As the months went by I began to settle into my new life as Yeslam bin Laden's wife in Saudi Arabia. I started to think about the future. Musing about redecorating the house was a recurrent fantasy. I was enclosed there night and day, often for weeks at a time, and the decor was truly hideous. I tried to keep busy by reading and playing with our infant daughter Wafah.
One day, Yeslam's younger brother Osama came to visit. Back then he was a young student attending King Abdel Aziz University in Jeddah, respected in the family for his stern religious beliefs, and recently married to a Syrian niece of his mother's.
Osama was perfectly integrated into the family, although he didn't live in the neighbourhood where most of the Bin Ladens lived on the outskirts of Jeddah - at Kilometre Seven on the road towards Mecca, at the very edge of the desert. He was a tall man, despite the slightness of his build, and he had a commanding presence - when Osama stepped into the room, you felt it. But he was not strikingly different from the other brothers, just younger and more reserved.
That afternoon, I was playing with Wafah in the hallway when the doorbell rang. I, stupidly, automatically, answered it myself, instead of calling for the houseboy.
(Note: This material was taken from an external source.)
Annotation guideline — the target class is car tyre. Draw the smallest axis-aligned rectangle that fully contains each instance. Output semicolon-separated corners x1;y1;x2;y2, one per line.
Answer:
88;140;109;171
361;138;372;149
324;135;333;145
Catching sight of Osama and his (adult) nephew Mafouz, I smiled and asked them in. "Yeslam is here," I assured them, but Osama snapped his head away when he saw me and glared back towards the gate. "No, really," I insisted. "Come in." Osama was making rapid back-off gestures with his hand, waving me aside and muttering something in Arabic, but I truly didn't understand what he meant. Mafouz could see that I was seemingly lacking in the basics of social etiquette, and he finally explained that Osama could not see my naked face.
In Saudi culture, any man who might one day become your husband is not supposed to see you unveiled. The only men who may look at you are your father, brother and husband, or step-father. Osama was among those men who followed the rule strictly. So I retreated into a back room while my admirably devout brother-in-law visited my husband. I felt stupid and awkward.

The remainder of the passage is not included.